Stewart: I've lived in 13 cities. Minneapolis is the 13th. And all cities are different. I do think something like this would play differently in other cities. I grew up in New Orleans, and there's a southern sensibility I brought with me here. And I'll say this: In almost 20 years of being here, it still hasn't been long enough for me to completely understand the landscape, the do's and don'ts. In the South, the racial signposts are very clear. In Minneapolis, they're less clear. As I told another reporter, I went and sat down with my dad and brothers and sisters last Friday night. They're still learning to navigate Minnesota. Their southern thing is fully intact. My son was born and raised here, so visiting New Orleans was total culture shock for him.

So on the couch, you had me, my dad, and my son, all interpreting Minnesota very differently. I'm interpreting as someone who's been here for a time but still has a residual southern mentality. My dad's still fully southern, and a lot of things here are new to him: how you interact with white folks, how you look at them, how they look at you, how sociable you can be, what lines you don't cross—like going to people's houses, maybe—and where you can and can't go. And my son's a born Yankee, and this is what he knows. But I've got a sister who's only two years older than my son, and it's very different for her here.

CP: Can you say more about what the difference in being here is?

Stewart: In my experience, it's that you don't exactly know where people are coming from a lot of the time. You see people with really good intentions, and they behave sometimes in ways that you find perplexing. The values and the actions, the rhetoric and the reality, don't always match each other. People do really nice things for you here that I never would have expected when I first moved here. My first apartment was entirely furnished by people who said, hey, I've got a couch you can have, hey, I've got this or that. People just gave me stuff. And the first two places I rented here were from really nice people who didn't ask me for a first and last month's deposit. As somebody here with new eyes, I kind of wondered at first, what do you want from me?

So you think, initially, that this is like the land of milk and honey. It's really enlightened here. And then I think you bump into things where you have to really re-interpret your place in the world. Because what you've been thinking is not exactly true. In my situation right now, I think, people would prefer me to be more contrite than I am—to completely disavow previous thoughts and attitudes that I've had, to disavow them in writing and in speech. That would be the ticket to my membership.

CP: "Tell us we're okay."

Stewart: Yeah. Make us feel okay. Make us feel good about investing in you. Which—I feel two ways about that. In one sense, it can cause you to become bitter and to think, who really are my friends? Do these people really have my best interests at heart? And the other part of it is, well, if I'm going to live here, I have to know the territory, and how to get along in it. And if I'm going to be an office-holder in Minneapolis, then I'm certainly not qualified if I can't navigate effectively. I won't get anything done. The power base of Minneapolis is such that you have to know who's who, and you have to stay in their good graces. That might be the same everywhere, but here you feel like you have to lose certain parts of yourself for admittance.

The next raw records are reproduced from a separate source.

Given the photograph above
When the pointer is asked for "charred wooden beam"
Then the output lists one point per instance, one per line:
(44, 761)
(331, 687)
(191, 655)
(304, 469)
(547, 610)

I would prefer that we really meant diversity when we said it. Not "diversity" in the sense that once you become a Huxtable, hey, you're one of us. And look, aren't we diverse? I live next door to the Huxtables, and we share barbecues. I'd prefer that diversity mean it's okay to speak Spanish on Lake Street. It's okay to celebrate Kwanzaa—and for white people to attend the celebration. It's okay for Mexicans and Asians and white people to attend Juneteenth. That would be diversity. My son's grown up in a very diverse environment. We attend the Hmong festival they have every year. We might be the only black folks who have ever gone. [laughs]

My son has had those experiences his whole life. My son has been around Jewish folks, white folks, Hispanics, Somalis. I always found opportunities to put him in places where he was the minority and he had to look around and to be, at first, uncomfortable. It's that lack of comfort that I think can train people to operate in different worlds.